Der Besitz von Rindern ist mehr noch als bei anderen Völkern Statussymbol. Bis heute ist es Brauch, dass ein junger Mann, der um die Hand einer Frau anhält, die meisten Chancen hat, wenn der Brautwerber berichten kann, dass er bereits viele Rinder gestohlen hat, denn dann ist er imstande seine zukünftige Familie zu beschützen und zu ernähren. Rinderdiebstahl steht also für Männlichkeit und Mut. Als Beweis sind Entlassungspapiere aus dem Gefängnis sehr beliebt.

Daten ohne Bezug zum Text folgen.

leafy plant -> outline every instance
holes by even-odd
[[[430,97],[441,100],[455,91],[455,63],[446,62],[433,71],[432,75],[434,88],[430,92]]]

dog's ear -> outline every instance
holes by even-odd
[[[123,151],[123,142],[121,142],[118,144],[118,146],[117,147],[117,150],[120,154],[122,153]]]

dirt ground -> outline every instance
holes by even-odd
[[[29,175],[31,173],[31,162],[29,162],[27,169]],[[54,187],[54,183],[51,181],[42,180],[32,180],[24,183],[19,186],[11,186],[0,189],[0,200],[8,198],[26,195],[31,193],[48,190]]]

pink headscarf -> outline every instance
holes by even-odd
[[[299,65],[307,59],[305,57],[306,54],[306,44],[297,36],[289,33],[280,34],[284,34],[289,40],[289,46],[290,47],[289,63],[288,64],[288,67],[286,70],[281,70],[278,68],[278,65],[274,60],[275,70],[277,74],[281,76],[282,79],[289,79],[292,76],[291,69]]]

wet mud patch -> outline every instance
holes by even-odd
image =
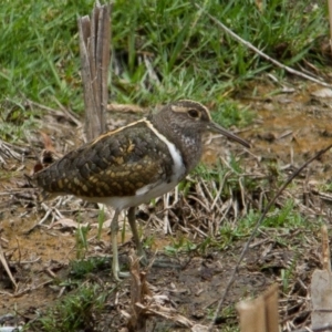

Die Grassteppen werden nun von gigantischen Granitfelsen und Flussläufen unterbrochen, in denen sich von Grün umgebene Dörfer unter Mangobäumen, Bananen- und Papaya-Stauden ausbreiten, nur vereinzelt findet man von Betsileos betreute Reisfelder. Am Nachmittag erreichen wir Ranohira, ein paar Läden, einige Hotely Gasy, zwei Kirchen und Schulen, ansonsten ärmliche Hütten. Vom Bänkchen neben unserem Bungalow genießen wir einen traumhaften Blick über die Wiesen zum über 40 km langgezogenen Abbruch des unglaublich spektakulären Sandsteingebirges von Isalo.

Nachdem wir im Morgengrauen wieder einmal Spinnen, haarige Raupen und Frösche aus Bettstatt und Zimmer entfernt haben, legen wir mit einem zerbeulten Gefährt 17 km auf sandiger Piste, quer durch die Wiesen hin. Beim Aussteigen wird es dann etwas schwierig, denn es kann lediglich eine Türe, und nur von außen mittels Draht durchs Fenster, geöffnet werden, afrikanisch eben, meint lachend der Fahrer. Dafür lässt sich die Scheibe mit der Hand locker hin und her schieben, die Vorrichtungen dafür sind längst abgebrochen.
Zwischen hohen Gräsern, über frische, klare Bächlein, in idyllischen Oasen mit Palmen, balancierend und unter Schatten spendenden Mangobäumen geht es zu Fuß bis zum Eingang des Canyons, zum Tal der Affen, weiter. Schon turnen in den Ästen die ersten Braunen Makis über unseren Köpfen und blicken mit treuherzigen Augen auf uns hernieder. Zwischen feuchten, grün bewachsenen Felswänden klettern wir über riesige Felsbrocken zwischen immer enger werdenden Schluchten aufwärts, verweilen bei malerischen Sandbänken, anschließend geht es den steilen, in Serpentinen gewundenen Pfad zur Kante des bizarren Hochplateaus auf 1100 m hinauf.
Unterwegs treffen wir auch auf die wenig scheuen Kattas, allerliebst mit ihren prachtvollen, weiß-schwarz geringelten langen Schwänzen, die sie entweder hoch erhoben tragen oder ausgiebig putzen, jedenfalls sind sie sich ihrer Exklusivität bewusst. Ein frischer Wind bläst über die Anhöhe und wenn Wolken die Sonne verdecken, ist es direkt kalt.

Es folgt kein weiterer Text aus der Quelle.